This smoking ban is absurd

Liam David Photo credit: Piri Sinnathurai

Durham College’s smoking ban is absurd, discriminatory and pointless. It does not discourage smoking, it merely forces smokers into more difficult circumstances by treating addiction as a moral failing instead of the health issue it is.

The smoking ban stands in contravention to the college’s own stated goals to help students.

Effective October 2018, smoking cigarettes, marijuana and vapor was banned on Durham College and Ontario Tech University campuses. This was a unilateral decision, announced out of the blue by president Don Lovisa in the wake of the Ontario Government’s announcement that marijuana would be permitted anywhere one can smoke. Overnight, students were expected to leave campus every time they needed to spark up.
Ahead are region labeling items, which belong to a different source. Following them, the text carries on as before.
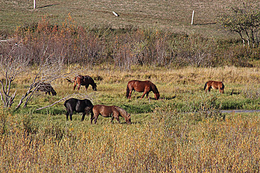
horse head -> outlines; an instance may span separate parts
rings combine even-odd
[[[97,83],[94,83],[94,84],[92,85],[92,89],[93,89],[94,91],[97,90]]]
[[[132,124],[132,123],[131,122],[131,115],[130,114],[128,114],[127,113],[127,115],[126,116],[126,117],[125,118],[125,119],[126,120],[126,123],[129,124],[129,125],[131,125]]]
[[[156,99],[158,100],[160,98],[160,93],[158,92],[155,93],[155,97],[156,97]]]

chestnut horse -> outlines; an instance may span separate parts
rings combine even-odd
[[[146,94],[146,98],[148,98],[149,92],[153,91],[155,93],[156,99],[158,100],[160,98],[160,93],[156,85],[149,81],[140,81],[133,80],[128,82],[126,87],[126,97],[131,98],[132,92],[135,90],[137,92],[144,92],[141,99]]]
[[[89,76],[77,75],[73,80],[66,79],[68,82],[71,84],[73,82],[74,83],[73,90],[75,90],[76,86],[78,84],[78,90],[79,90],[81,86],[85,86],[86,90],[87,90],[88,87],[90,85],[92,86],[92,89],[93,89],[94,91],[97,90],[97,83],[95,83],[92,78]]]
[[[224,87],[225,86],[222,82],[209,81],[205,84],[204,89],[203,90],[205,90],[207,88],[205,91],[207,92],[207,91],[208,91],[208,92],[210,92],[211,88],[219,89],[219,92],[223,93]]]
[[[125,121],[128,124],[131,124],[131,115],[124,109],[116,106],[106,106],[102,104],[91,106],[85,109],[85,114],[91,113],[90,122],[94,120],[94,123],[97,123],[97,120],[100,115],[104,117],[111,117],[111,123],[115,118],[118,123],[120,123],[119,117],[124,118]]]

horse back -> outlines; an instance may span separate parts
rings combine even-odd
[[[96,114],[101,114],[104,117],[110,117],[115,108],[113,106],[106,106],[102,104],[95,105],[93,107],[93,112]]]
[[[145,88],[147,87],[150,87],[151,85],[149,81],[134,81],[135,82],[133,84],[133,86],[135,90],[138,92],[144,92]]]

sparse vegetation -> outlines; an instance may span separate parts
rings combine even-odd
[[[0,172],[260,172],[260,113],[221,111],[260,109],[259,47],[215,23],[235,1],[0,0],[0,29],[16,28],[0,33]],[[73,91],[65,78],[77,74],[98,90]],[[132,80],[161,99],[127,99]],[[209,80],[224,93],[205,93]],[[37,92],[46,83],[56,95]],[[132,124],[66,121],[58,101],[72,94],[120,106]]]

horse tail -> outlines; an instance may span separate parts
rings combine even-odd
[[[206,88],[207,84],[208,84],[208,82],[205,84],[205,85],[204,86],[204,88],[203,89],[203,90],[205,90],[205,89]]]
[[[114,107],[118,111],[120,115],[125,118],[128,123],[131,124],[131,115],[130,114],[121,107],[117,106],[114,106]]]
[[[126,86],[126,98],[128,98],[128,96],[129,95],[129,93],[130,93],[129,87],[128,86],[128,84],[127,84],[127,86]]]
[[[57,95],[57,92],[54,90],[54,89],[52,88],[52,90],[51,90],[51,92],[52,94],[52,95]]]
[[[93,107],[94,107],[94,105],[90,106],[89,107],[87,107],[86,108],[85,108],[85,112],[86,114],[88,114],[90,112],[91,114],[94,114],[93,113]]]
[[[67,81],[68,81],[67,82],[68,83],[69,83],[69,84],[72,84],[73,83],[74,83],[74,80],[72,80],[71,79],[66,79],[67,80]]]
[[[224,88],[225,87],[225,86],[224,86],[224,84],[223,84],[222,82],[221,82],[221,83],[222,83],[222,87],[221,87],[221,89],[224,90]]]
[[[66,106],[66,105],[67,104],[67,103],[68,102],[68,101],[69,101],[69,99],[67,99],[67,100],[65,101],[65,102],[64,102],[64,104],[63,104],[64,106],[67,107]]]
The reasons why are understandable. Second-hand smoke is very dangerous. People can’t smell like weed because they walked through a cloud. Often smokers were too close to doors and common areas.

But the school should have just restricted it. Isolate areas of the school as smoking areas: areas like the perfectly fine, perfectly central, perfectly empty gazebo in the courtyard.
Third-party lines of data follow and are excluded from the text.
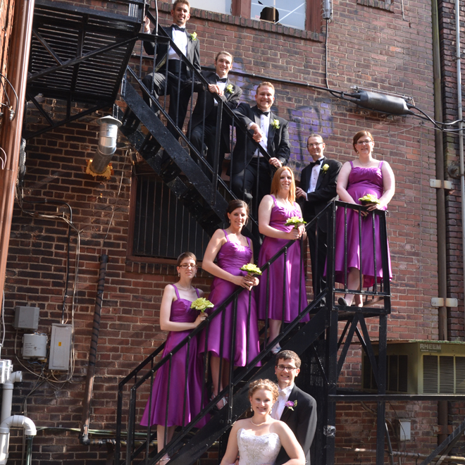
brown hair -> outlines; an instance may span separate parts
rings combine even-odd
[[[231,55],[231,54],[229,53],[229,51],[226,51],[225,50],[223,50],[223,51],[218,51],[218,54],[216,54],[216,56],[215,57],[215,61],[218,61],[218,58],[219,58],[220,55],[226,55],[226,56],[229,56],[231,58],[231,61],[234,61],[234,56]]]
[[[271,181],[271,191],[270,194],[271,195],[275,196],[276,194],[279,192],[279,190],[280,189],[281,185],[280,183],[280,180],[281,178],[281,173],[283,171],[285,170],[287,170],[291,173],[291,177],[292,178],[292,182],[291,183],[291,187],[290,189],[289,190],[289,195],[287,196],[287,200],[291,204],[294,204],[295,202],[295,180],[294,179],[294,173],[292,173],[292,170],[291,170],[289,166],[281,166],[281,168],[278,168],[278,170],[276,173],[275,173],[275,175],[273,177],[273,180]]]
[[[273,402],[275,402],[279,395],[278,386],[271,380],[255,380],[249,385],[249,399],[250,399],[255,391],[259,389],[266,389],[271,391],[273,395]]]
[[[182,5],[187,5],[187,8],[190,10],[190,4],[189,3],[188,0],[175,0],[175,1],[173,3],[173,5],[171,6],[171,9],[175,10],[176,6],[178,4],[181,4]]]
[[[256,90],[255,91],[256,94],[259,93],[259,89],[262,86],[267,85],[268,87],[271,87],[273,89],[273,92],[274,92],[275,91],[275,86],[271,84],[271,82],[268,82],[268,81],[264,81],[263,82],[260,82],[258,86],[256,86]]]
[[[245,209],[245,213],[247,213],[247,218],[249,217],[249,205],[247,205],[247,204],[243,200],[233,199],[229,202],[229,204],[228,204],[228,208],[226,209],[226,213],[225,213],[226,221],[229,221],[228,213],[232,213],[236,209]]]
[[[176,266],[180,266],[181,264],[182,263],[182,260],[185,259],[192,259],[195,263],[197,263],[197,257],[192,254],[192,252],[182,252],[178,257],[178,263],[176,264]]]
[[[295,364],[295,367],[298,368],[302,364],[300,357],[292,350],[282,350],[278,352],[275,358],[275,366],[278,366],[280,360],[292,360]]]
[[[309,143],[309,140],[310,139],[310,137],[319,137],[319,138],[321,140],[321,142],[322,142],[323,144],[325,143],[324,140],[323,139],[323,137],[322,137],[319,134],[316,134],[316,132],[313,132],[312,134],[311,134],[311,135],[306,138],[306,143],[307,143],[307,144]]]
[[[352,141],[352,146],[354,147],[354,150],[356,151],[356,149],[355,148],[355,145],[356,143],[359,142],[359,139],[361,137],[363,137],[364,136],[366,136],[368,137],[370,137],[371,140],[374,142],[375,140],[373,138],[373,136],[371,135],[371,132],[368,132],[368,131],[359,131],[354,136],[354,140]]]

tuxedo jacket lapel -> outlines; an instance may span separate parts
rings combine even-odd
[[[289,395],[289,399],[287,400],[290,400],[292,402],[294,402],[297,399],[297,392],[295,390],[295,385],[294,385],[294,388],[292,388],[292,390],[291,391],[291,393]],[[294,407],[297,409],[299,407],[299,404],[297,402],[297,405]],[[287,420],[289,419],[289,417],[290,416],[290,414],[292,413],[292,411],[289,408],[289,407],[284,407],[284,411],[283,411],[283,414],[281,415],[281,418],[280,418],[281,421],[284,421],[285,423],[287,423]]]
[[[320,163],[320,174],[318,175],[318,179],[316,180],[316,186],[315,187],[315,190],[318,190],[320,187],[320,185],[321,184],[321,181],[323,181],[323,177],[326,175],[325,172],[323,170],[323,166],[324,166],[325,163],[328,163],[328,159],[325,156],[323,159],[323,161]]]
[[[252,113],[254,113],[254,118],[255,120],[256,124],[259,125],[259,128],[261,126],[261,121],[260,121],[260,116],[259,115],[257,110],[257,106],[256,105],[252,108]]]

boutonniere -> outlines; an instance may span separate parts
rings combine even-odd
[[[292,411],[294,411],[294,407],[297,407],[297,400],[294,400],[294,401],[288,400],[288,401],[284,404],[284,407],[287,407],[288,409],[290,409],[290,410],[292,410]]]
But no. Smokers have to truck out to the road or the path between campus and Dalhousie Cr., taking upwards of five minutes to get there from the Pit. From the rear of the Gordon Willey Building this takes 10 to 15 minutes. Student only get 10 minutes between classes. The math isn’t hard.

The ban beyond campus imposes yet another challenge on an already stretched-thin student body.
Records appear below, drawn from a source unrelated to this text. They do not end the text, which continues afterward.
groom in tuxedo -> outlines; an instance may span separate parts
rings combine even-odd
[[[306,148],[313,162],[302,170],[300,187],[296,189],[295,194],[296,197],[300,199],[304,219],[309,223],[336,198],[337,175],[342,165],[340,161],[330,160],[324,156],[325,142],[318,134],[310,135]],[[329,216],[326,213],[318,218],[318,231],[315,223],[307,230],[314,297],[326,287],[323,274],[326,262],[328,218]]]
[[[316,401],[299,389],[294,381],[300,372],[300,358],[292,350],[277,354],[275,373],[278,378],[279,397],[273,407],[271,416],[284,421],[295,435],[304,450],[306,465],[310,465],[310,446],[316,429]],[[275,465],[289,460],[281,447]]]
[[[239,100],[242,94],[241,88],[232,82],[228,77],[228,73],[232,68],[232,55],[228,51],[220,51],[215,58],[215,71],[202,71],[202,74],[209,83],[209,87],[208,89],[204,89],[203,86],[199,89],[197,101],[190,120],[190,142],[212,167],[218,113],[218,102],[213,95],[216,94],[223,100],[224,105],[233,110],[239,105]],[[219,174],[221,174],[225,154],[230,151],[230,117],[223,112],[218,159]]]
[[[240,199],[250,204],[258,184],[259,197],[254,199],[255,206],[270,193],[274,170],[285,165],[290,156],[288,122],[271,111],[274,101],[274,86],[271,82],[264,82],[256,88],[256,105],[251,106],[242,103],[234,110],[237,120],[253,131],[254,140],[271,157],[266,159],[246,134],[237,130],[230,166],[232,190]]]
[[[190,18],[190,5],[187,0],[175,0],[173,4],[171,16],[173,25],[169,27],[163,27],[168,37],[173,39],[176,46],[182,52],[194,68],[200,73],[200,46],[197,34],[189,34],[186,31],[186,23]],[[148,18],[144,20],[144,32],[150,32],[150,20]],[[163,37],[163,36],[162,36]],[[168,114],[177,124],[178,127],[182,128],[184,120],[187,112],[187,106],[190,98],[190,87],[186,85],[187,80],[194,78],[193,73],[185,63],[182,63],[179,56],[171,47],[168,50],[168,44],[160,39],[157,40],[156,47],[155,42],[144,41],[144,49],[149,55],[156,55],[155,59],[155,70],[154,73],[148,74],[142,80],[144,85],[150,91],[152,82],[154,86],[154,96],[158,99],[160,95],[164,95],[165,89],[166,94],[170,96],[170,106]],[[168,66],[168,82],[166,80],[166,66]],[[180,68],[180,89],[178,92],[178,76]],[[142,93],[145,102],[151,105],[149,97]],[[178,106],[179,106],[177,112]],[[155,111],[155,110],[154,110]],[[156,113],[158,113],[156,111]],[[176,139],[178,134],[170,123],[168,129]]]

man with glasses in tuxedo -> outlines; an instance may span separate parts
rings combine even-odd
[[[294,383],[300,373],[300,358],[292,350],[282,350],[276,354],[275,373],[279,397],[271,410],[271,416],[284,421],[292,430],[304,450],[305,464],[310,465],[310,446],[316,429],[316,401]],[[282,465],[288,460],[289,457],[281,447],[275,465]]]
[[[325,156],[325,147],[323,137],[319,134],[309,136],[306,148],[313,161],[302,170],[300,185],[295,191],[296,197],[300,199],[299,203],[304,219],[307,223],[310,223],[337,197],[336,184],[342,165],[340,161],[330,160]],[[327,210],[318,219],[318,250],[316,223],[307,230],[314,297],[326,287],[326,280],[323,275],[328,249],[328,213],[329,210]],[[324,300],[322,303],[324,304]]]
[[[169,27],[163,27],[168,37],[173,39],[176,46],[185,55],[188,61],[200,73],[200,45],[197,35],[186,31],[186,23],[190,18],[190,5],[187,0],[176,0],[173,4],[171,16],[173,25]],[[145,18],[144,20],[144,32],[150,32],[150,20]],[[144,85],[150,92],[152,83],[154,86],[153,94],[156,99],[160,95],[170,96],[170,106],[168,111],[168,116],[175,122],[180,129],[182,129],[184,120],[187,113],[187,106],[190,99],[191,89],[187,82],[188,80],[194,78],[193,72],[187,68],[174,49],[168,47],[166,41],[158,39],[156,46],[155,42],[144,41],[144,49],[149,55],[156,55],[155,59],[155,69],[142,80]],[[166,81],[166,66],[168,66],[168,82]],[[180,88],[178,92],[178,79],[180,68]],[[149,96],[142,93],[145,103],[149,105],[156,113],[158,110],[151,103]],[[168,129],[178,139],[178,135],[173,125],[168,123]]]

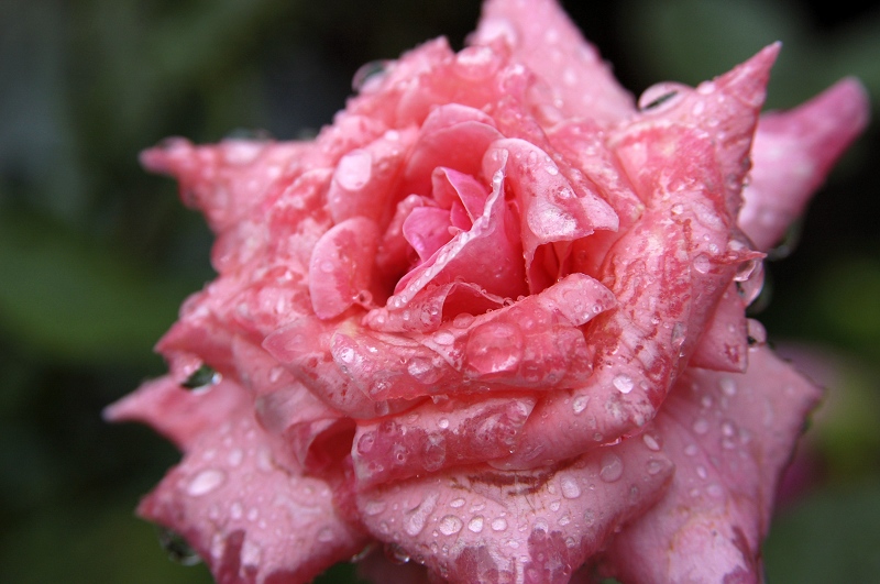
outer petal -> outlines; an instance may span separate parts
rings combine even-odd
[[[167,396],[169,389],[146,392]],[[180,414],[210,423],[187,436],[184,461],[139,513],[184,536],[218,582],[308,582],[365,544],[365,536],[341,519],[327,483],[276,458],[277,443],[257,426],[243,388],[221,382],[187,396],[191,405]],[[153,416],[143,400],[121,404],[110,410],[117,419]]]
[[[671,472],[658,443],[632,440],[531,472],[476,465],[383,485],[358,506],[393,551],[451,582],[562,584]]]
[[[782,239],[837,158],[868,124],[868,96],[845,79],[803,106],[761,118],[751,181],[743,190],[743,231],[759,250]]]
[[[558,117],[615,122],[634,111],[631,96],[553,0],[491,0],[470,42],[508,46],[547,82],[549,95],[536,104],[553,104]]]
[[[672,486],[613,540],[608,571],[625,582],[759,582],[777,482],[820,395],[765,346],[745,374],[689,370],[656,420]]]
Now there’s an argument this will discourage smoking. That’s absurd. Smoking is an addiction. People can’t turn it off because it makes their life hard.

Smokers who can’t afford smokes bum them from others, even pick butts up off the ground for that little hit of nicotine. Repeated studies by organizations like the British Journal of Addiction, have found nicotine to be among the most addictive substances known to humanity. Sure, making people walk further, and stand exposed in the rain and sleet will make people stop. Brilliant.

This belies the next issue, there’s no shelter. Anywhere. Schools are already a cesspool of germs and bacteria ready to infect the student body and throw off their studies. Smokers have a suppressed immune system already. Smokers get sick easier, and it takes longer to recover. They still don’t stop, because it’s an addiction.

The school does have resources to help people quit. Campus Health can set you up with a doctor. They have gum, and patches to cut down. That said, students have enough on their plate already between an avalanche of assignments, ongoing mid-term season, trying to work hold down a job and have some semblance of a social life, the last thing students need to go through in the midst of the stress is quitting smoking.

Even if the smoking ban does encourage some to quit, those students would still have to grapple with nicotine withdrawal.

Side-effects of nicotine withdrawal include intense cravings, tingling limbs, profuse sweating, nausea, constipation, headaches, coughing, sore throat, insomnia, difficulty focusing, anxiety, irritability, depression and weight gain. This list is the last thing a student should be forced to go through to while attending college.

Nicotine use should not be punished and stigmatized by bans. These blanket “solutions” cause far more harm than good.

Students need assistance, not alienation.